These two guys have been pals for more than 60 years before discovering that they were actually brothers.
Walter Macfarlane and Alan Robinson grew up together in Honolulu, Hawaii and went on vacations with their families as adults. The pair decided to research their family histories when they were already in their 70s, as neither were raised by their birth parents—Alan was adopted, and Walter did not know who his father was. After using a DNA website, though, the life-long friends found out that they shared a birth mother. Once the answers came, the duo realized why they shared such a deep bond.
When a single mother of two and one on the way, Lydia Fairchild, ran into financial problems, she decided to apply for government assistance. According to the media, the woman was asked to take a DNA test to confirm that the children were hers. The results suggested that the kids she gave birth to… were in fact her nephews. When giving birth to her third child, Lydia decided to have a government witness present, and the DNA test was performed instantly. Again, the results showed that she was an aunt of the baby. Finally, scientists learned that Lydia was actually a chimera, meaning that she had absorbed her twin while still in the womb. Thus, it was her twin’s DNA that showed up in DNA results.
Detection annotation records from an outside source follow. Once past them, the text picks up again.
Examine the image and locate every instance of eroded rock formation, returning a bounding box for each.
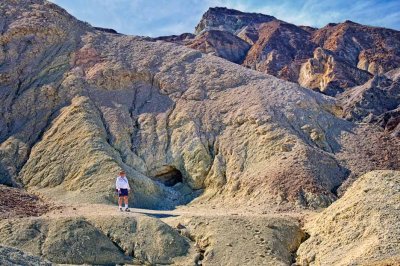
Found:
[297,171,400,265]
[0,0,400,208]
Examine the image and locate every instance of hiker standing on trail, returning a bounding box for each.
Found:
[115,171,131,212]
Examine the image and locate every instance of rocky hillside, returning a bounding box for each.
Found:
[156,7,400,136]
[0,0,400,212]
[297,171,400,266]
[0,0,400,265]
[159,7,400,95]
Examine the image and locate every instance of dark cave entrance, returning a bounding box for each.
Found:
[154,166,183,187]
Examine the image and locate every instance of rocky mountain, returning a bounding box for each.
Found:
[156,7,400,135]
[0,0,400,265]
[0,0,400,211]
[159,7,400,95]
[297,171,400,265]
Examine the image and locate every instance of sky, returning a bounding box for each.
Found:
[51,0,400,37]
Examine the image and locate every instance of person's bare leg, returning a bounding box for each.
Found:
[124,196,128,209]
[118,197,122,209]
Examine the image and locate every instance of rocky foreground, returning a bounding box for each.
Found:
[0,0,400,265]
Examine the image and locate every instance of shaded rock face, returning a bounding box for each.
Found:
[156,8,400,96]
[338,70,400,137]
[0,185,50,219]
[0,246,52,266]
[0,0,400,209]
[186,30,250,64]
[296,171,400,265]
[158,8,400,133]
[195,7,275,34]
[0,216,189,265]
[298,47,372,96]
[239,20,315,81]
[177,216,305,265]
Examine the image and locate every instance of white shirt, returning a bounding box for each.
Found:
[115,176,131,189]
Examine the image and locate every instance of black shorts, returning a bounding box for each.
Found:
[118,188,129,197]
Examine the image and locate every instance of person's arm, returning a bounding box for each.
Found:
[115,177,121,191]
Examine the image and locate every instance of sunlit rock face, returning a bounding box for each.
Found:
[0,0,400,208]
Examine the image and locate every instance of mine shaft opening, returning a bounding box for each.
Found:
[154,167,183,187]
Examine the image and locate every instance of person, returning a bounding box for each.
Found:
[115,171,131,212]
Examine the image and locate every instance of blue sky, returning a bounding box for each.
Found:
[51,0,400,37]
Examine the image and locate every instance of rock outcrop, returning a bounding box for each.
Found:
[0,245,52,266]
[0,216,189,265]
[0,185,50,219]
[156,8,400,96]
[0,0,400,209]
[170,215,305,266]
[195,7,276,34]
[297,171,400,265]
[338,69,400,137]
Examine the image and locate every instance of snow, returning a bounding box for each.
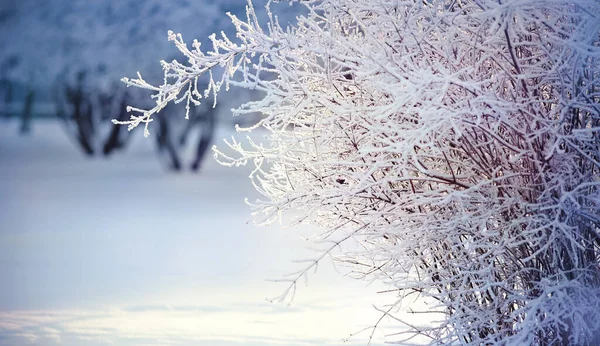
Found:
[0,120,410,346]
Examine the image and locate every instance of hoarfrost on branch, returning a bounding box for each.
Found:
[118,0,600,345]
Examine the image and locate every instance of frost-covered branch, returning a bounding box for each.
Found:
[126,0,600,345]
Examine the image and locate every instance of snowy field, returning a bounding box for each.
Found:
[0,120,412,346]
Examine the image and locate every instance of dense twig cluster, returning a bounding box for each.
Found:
[125,0,600,345]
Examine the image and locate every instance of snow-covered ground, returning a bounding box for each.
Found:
[0,120,414,346]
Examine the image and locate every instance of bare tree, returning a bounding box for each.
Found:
[115,0,600,345]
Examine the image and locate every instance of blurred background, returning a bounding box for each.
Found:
[0,0,404,346]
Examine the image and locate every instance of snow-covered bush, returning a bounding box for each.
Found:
[118,0,600,345]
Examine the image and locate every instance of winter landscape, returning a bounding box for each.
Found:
[0,0,600,346]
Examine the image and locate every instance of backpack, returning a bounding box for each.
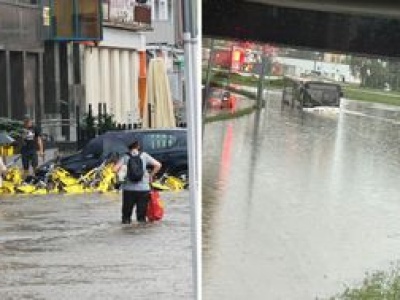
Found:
[126,153,144,182]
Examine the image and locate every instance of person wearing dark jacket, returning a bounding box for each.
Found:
[114,141,161,224]
[21,118,44,175]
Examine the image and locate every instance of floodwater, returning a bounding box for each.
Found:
[203,93,400,300]
[0,191,192,300]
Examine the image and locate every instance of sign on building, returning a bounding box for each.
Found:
[103,0,151,26]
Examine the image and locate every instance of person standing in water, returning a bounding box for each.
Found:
[21,118,44,176]
[114,141,161,224]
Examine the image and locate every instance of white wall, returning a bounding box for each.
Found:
[274,57,355,82]
[85,47,139,124]
[99,27,146,51]
[84,27,146,124]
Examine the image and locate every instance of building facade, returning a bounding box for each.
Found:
[0,0,44,122]
[145,0,184,105]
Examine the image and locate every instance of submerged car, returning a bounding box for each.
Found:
[36,129,188,179]
[208,89,236,109]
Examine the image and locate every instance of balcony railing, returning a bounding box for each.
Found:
[103,0,152,31]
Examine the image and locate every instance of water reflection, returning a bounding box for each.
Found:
[203,95,400,300]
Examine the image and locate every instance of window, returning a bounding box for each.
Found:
[143,133,177,151]
[51,0,101,40]
[149,0,170,21]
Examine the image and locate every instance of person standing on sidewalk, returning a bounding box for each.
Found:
[21,118,44,176]
[114,141,161,224]
[0,156,7,187]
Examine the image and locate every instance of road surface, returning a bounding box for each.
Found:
[0,191,192,300]
[203,93,400,300]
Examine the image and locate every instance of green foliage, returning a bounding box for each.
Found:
[329,267,400,300]
[205,106,256,123]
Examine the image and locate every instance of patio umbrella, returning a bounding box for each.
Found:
[0,132,15,146]
[145,58,176,128]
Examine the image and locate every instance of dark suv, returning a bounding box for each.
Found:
[37,129,188,178]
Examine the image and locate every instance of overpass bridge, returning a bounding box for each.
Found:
[202,0,400,57]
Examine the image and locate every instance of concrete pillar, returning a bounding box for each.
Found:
[120,50,131,123]
[110,49,122,123]
[85,47,100,115]
[91,47,100,115]
[130,51,140,122]
[100,48,113,113]
[83,47,93,112]
[6,51,12,118]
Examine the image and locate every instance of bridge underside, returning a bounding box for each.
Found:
[202,0,400,57]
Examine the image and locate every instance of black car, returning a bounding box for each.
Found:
[37,129,188,178]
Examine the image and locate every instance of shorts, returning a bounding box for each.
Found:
[21,151,39,171]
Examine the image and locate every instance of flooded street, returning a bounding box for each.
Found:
[203,93,400,300]
[0,191,192,300]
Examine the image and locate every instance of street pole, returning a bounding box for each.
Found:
[182,0,201,300]
[202,39,215,136]
[257,53,267,109]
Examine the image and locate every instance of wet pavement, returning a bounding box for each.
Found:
[203,92,400,300]
[0,191,192,300]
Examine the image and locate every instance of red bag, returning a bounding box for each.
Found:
[147,190,164,222]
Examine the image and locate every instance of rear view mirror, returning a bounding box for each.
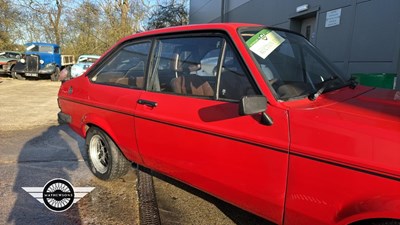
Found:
[239,95,267,116]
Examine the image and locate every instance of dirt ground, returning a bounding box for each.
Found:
[0,77,60,132]
[0,77,269,225]
[0,77,139,224]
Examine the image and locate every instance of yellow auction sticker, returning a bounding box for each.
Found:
[246,29,285,59]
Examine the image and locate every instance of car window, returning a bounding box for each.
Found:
[149,36,223,97]
[218,44,258,101]
[91,42,151,89]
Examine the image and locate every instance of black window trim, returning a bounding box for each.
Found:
[86,37,154,90]
[145,30,263,103]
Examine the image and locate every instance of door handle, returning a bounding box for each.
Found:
[137,99,157,108]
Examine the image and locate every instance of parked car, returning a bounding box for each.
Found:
[58,23,400,225]
[0,51,22,75]
[71,55,100,78]
[11,42,74,81]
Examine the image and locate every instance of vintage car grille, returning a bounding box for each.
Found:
[25,55,39,72]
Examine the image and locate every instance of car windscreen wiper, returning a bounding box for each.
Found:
[308,76,338,101]
[346,77,358,89]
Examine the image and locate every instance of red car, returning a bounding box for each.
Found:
[58,24,400,225]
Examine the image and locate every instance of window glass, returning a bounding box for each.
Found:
[149,37,223,97]
[219,42,257,100]
[241,28,346,100]
[91,42,151,89]
[39,46,53,53]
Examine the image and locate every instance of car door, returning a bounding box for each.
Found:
[83,41,151,163]
[135,34,288,223]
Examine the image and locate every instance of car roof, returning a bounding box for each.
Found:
[78,55,100,58]
[25,42,60,47]
[103,23,265,55]
[123,23,263,39]
[0,50,21,54]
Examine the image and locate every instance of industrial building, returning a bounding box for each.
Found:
[189,0,400,89]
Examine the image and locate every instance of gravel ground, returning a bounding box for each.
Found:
[0,77,60,132]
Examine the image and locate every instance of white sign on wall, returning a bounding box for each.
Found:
[325,9,342,27]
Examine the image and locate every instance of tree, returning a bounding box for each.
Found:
[0,0,18,50]
[147,0,189,30]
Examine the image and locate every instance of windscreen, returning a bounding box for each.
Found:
[240,28,346,100]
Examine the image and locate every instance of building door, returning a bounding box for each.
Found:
[300,17,316,43]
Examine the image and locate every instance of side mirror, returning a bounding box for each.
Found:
[239,95,267,116]
[239,95,274,126]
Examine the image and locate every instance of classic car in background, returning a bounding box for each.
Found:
[0,51,22,75]
[11,42,74,81]
[71,55,100,78]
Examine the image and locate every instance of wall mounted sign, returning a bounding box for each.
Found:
[325,9,342,27]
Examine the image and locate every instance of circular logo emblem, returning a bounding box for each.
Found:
[43,178,75,212]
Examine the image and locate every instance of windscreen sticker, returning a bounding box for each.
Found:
[246,29,285,59]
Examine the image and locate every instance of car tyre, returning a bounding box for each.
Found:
[11,71,26,80]
[86,127,131,180]
[50,67,60,81]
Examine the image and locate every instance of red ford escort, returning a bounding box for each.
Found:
[58,24,400,225]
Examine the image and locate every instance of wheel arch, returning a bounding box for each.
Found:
[336,196,400,225]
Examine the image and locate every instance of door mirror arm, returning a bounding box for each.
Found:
[239,95,273,126]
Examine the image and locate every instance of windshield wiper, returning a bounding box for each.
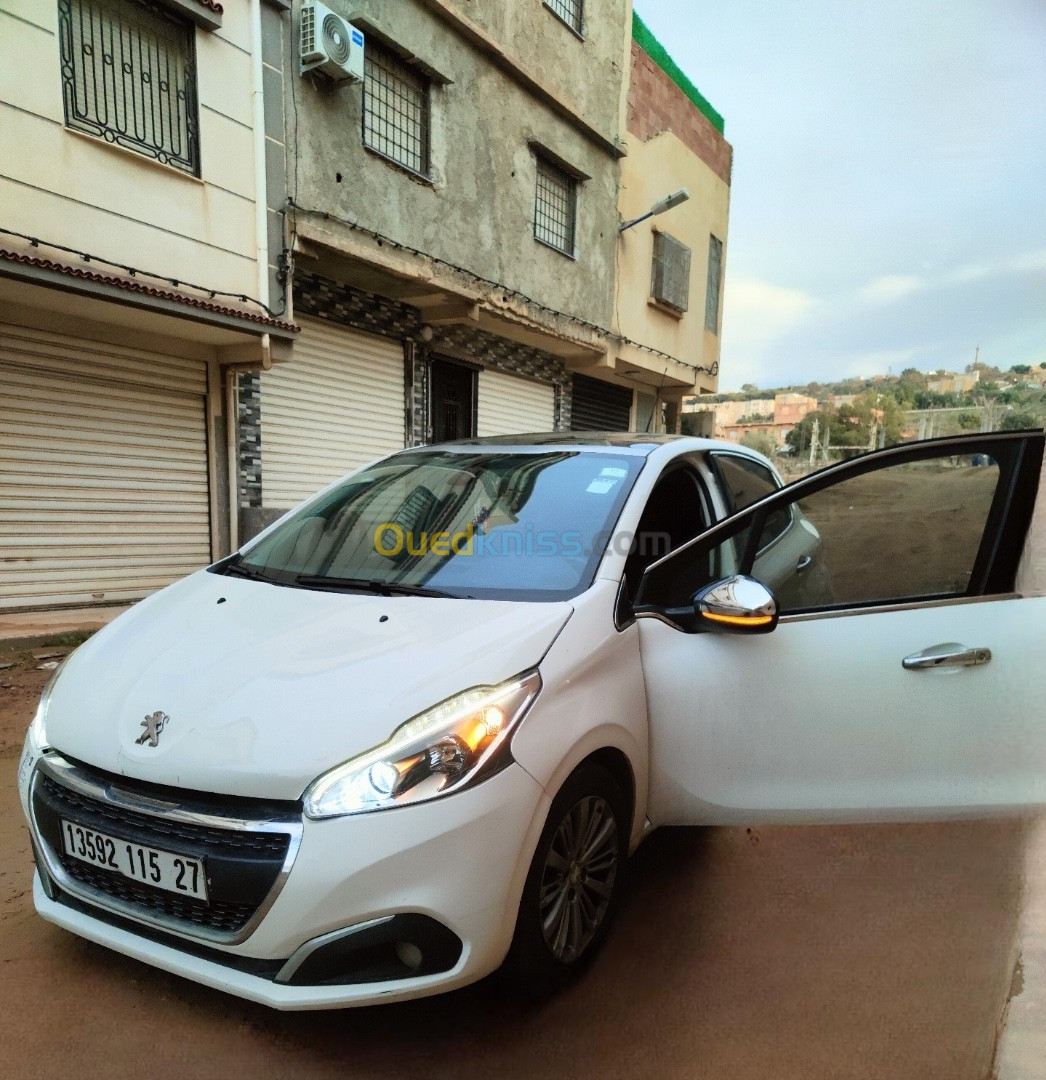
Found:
[210,557,279,585]
[295,573,459,599]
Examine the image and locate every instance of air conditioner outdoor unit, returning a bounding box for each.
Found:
[301,0,364,82]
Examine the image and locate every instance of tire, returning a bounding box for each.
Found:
[502,764,629,999]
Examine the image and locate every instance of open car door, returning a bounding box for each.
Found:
[634,432,1046,824]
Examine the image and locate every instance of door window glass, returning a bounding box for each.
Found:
[711,454,792,551]
[752,455,999,608]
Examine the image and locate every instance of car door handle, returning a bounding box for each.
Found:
[900,642,992,672]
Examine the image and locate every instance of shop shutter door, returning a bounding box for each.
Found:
[476,372,556,435]
[570,375,631,431]
[261,319,404,510]
[0,324,210,610]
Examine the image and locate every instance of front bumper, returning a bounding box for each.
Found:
[22,765,548,1009]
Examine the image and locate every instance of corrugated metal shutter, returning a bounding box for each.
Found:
[476,372,556,435]
[570,375,631,431]
[261,319,404,510]
[0,324,210,609]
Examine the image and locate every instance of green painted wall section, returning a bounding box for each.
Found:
[631,12,723,135]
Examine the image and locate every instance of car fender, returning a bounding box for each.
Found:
[512,580,649,848]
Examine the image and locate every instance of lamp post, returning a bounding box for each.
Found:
[617,188,690,232]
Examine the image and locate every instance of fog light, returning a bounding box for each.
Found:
[396,942,422,970]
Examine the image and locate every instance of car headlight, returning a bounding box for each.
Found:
[305,671,541,818]
[18,652,72,812]
[28,652,72,752]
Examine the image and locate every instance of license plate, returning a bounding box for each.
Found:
[60,818,207,901]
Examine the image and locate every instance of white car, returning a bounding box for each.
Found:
[18,432,1046,1009]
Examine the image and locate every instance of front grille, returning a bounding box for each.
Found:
[40,775,290,863]
[60,855,257,933]
[32,766,300,941]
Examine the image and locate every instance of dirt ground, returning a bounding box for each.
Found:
[0,645,1027,1080]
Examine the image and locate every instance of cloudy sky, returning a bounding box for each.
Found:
[635,0,1046,390]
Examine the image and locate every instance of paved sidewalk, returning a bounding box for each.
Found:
[994,818,1046,1080]
[0,604,131,642]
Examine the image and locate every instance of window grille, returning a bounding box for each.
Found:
[650,232,690,312]
[534,158,578,255]
[58,0,200,176]
[705,237,723,334]
[545,0,584,33]
[363,40,429,176]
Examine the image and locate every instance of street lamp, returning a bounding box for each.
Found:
[617,188,690,232]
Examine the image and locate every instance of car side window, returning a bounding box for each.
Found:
[637,441,1036,615]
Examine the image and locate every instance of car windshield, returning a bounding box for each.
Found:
[219,450,643,600]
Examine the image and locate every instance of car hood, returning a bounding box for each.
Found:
[46,571,573,799]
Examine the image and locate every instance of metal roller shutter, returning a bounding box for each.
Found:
[261,319,404,510]
[0,325,210,609]
[476,372,556,435]
[570,375,631,431]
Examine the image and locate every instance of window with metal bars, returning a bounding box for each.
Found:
[545,0,584,33]
[58,0,200,176]
[534,158,578,255]
[363,39,429,176]
[705,237,723,334]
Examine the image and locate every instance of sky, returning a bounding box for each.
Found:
[635,0,1046,390]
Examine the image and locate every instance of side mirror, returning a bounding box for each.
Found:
[694,575,777,634]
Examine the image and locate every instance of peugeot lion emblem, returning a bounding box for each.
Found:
[135,708,171,746]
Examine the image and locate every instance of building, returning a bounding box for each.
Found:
[240,0,731,538]
[712,393,817,446]
[926,369,980,394]
[0,0,296,611]
[0,0,731,611]
[604,15,733,431]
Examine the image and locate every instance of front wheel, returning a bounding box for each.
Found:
[505,765,628,996]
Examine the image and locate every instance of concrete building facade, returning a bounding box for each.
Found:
[604,15,733,430]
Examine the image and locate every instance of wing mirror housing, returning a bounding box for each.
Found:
[694,575,777,634]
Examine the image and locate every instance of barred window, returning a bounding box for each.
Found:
[650,232,690,314]
[58,0,200,176]
[705,237,723,334]
[534,158,578,255]
[545,0,584,33]
[363,39,429,176]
A family mystery of more than 100 years was solved by an online DNA test. Alice Collins Plebuch is a woman who identified as Irish American; however, the mail-in DNA test revealed a surprising truth—a mix of European Jewish, Middle Eastern, and Eastern European genes were found in her results. Having conducted family-wide DNA testing later, Alice learned that her father wasn’t the biological child of her grandparents. Further research finally revealed that her father had been sent home from the hospital with the wrong family.
The Maneages family had three children but wanted a fourth, so they adopted a 10-year-old girl named Elliana from China. The girl was diagnosed with a brain disorder. When they arrived home, the family shared their story with another family—the Galbierz—who went to the same church and had also adopted a daughter from China, Kinley, who had a similar brain disorder. The families decided to test their DNA, only to find out that the girls have a 99.9% match of being sisters.
A man named Steve Dennis was adopted as a toddler, and only in his teenage years did he find out that he was abandoned in a phone booth in Lancaster, Ohio after he was born. Back in the mid-'50s, two men discovered baby Steve inside a phone booth, put in a cardboard box, with blankets wrapped around him and a milk bottle nearby. However, no one found out who did it. More than 6 decades later, Steve’s children began showing interested in their heritage, so he submitted his DNA to the Ancestry.com website. The website was able to track Steve’s cousin, and then his half-sister, who told him about his birth mother. Turns out, she was 85 years old and was living in Baltimore, Maryland. It took some time for the woman to remember the precise details, but she recalled giving birth at 18. She said Steve’s father convinced her to do it, as he promised to marry her if she did. However, soon enough, he left and his whereabouts are unknown.
Imagine the surprise of two British women when their ancestry revealed Native American genes. Especially so when they knew that no members of their family had been to America. Finally, Doreen Isherwood and Anne Hall learned that they are descendants of Native Americans who were brought to the United Kingdom hundreds of years ago. They might’ve been brought here as slaves, translators, or tribal representatives, according to BBC
A woman named Kelli Rowlette was perfectly aware she wasn’t related to her father, as her parents had used a sperm bank to conceive her. However, she wasn’t prepared for what the DNA testing showed. Apparently, the fertility doctor her parents worked with, Gerald Mortimer, used his own semen and was technically her father. Kelli has filed a lawsuit against the doctor, his wife, and his former medical group alleging “medical negligence, failure to obtain informed consent, fraud, battery, emotional distress, and breach of contract.”
Rich Bodager, a Las Vegas local, was adopted back in 1968 and wanted to learn about his biological parents. He submitted DNA to the 23andMe website and its test produced a surprising result. As it turned out, someone else in the database of the company was related to Rich—and that person was his granddaughter, which he knew was impossible. The “granddaughter” finally reached out to him. As they later found out, she was his half-sister and she had been looking for him for 15 years.
Imagine the confusion of parents who were told that the blood type of their son didn’t match their own. To conceive him, the couple went to a fertility clinic. After finding out that the genetic material of their son didn’t match theirs, they feared that there was a terrible lab mix-up. Finally, the couple used 23andMe to go through genetic genealogy testing. According to it, the child’s father was actually his… uncle. Apparently, the real father must have been a twin, albeit a chimera. That means that a twin absorbed the cells from the other offspring after he died in the womb.
Andrea Ramirez used a DNA test kit because she wanted to find out more about the history of her Mexican ancestry. However, not only did the results show that she wasn’t Mexican at all, but that the man she called dad wasn’t even her father. The woman looked at the potential family members in the 23andMe database and found a possible match of a half-sister and half-brother. Andrea later found out that her parents had used donor sperm to conceive her. She reached out to the matches and found her half-sister, Jennifer Rose Jones, who had been conceived at the same clinic as Andrea. The DNA showed that they shared the same father, and are now attempting to find him.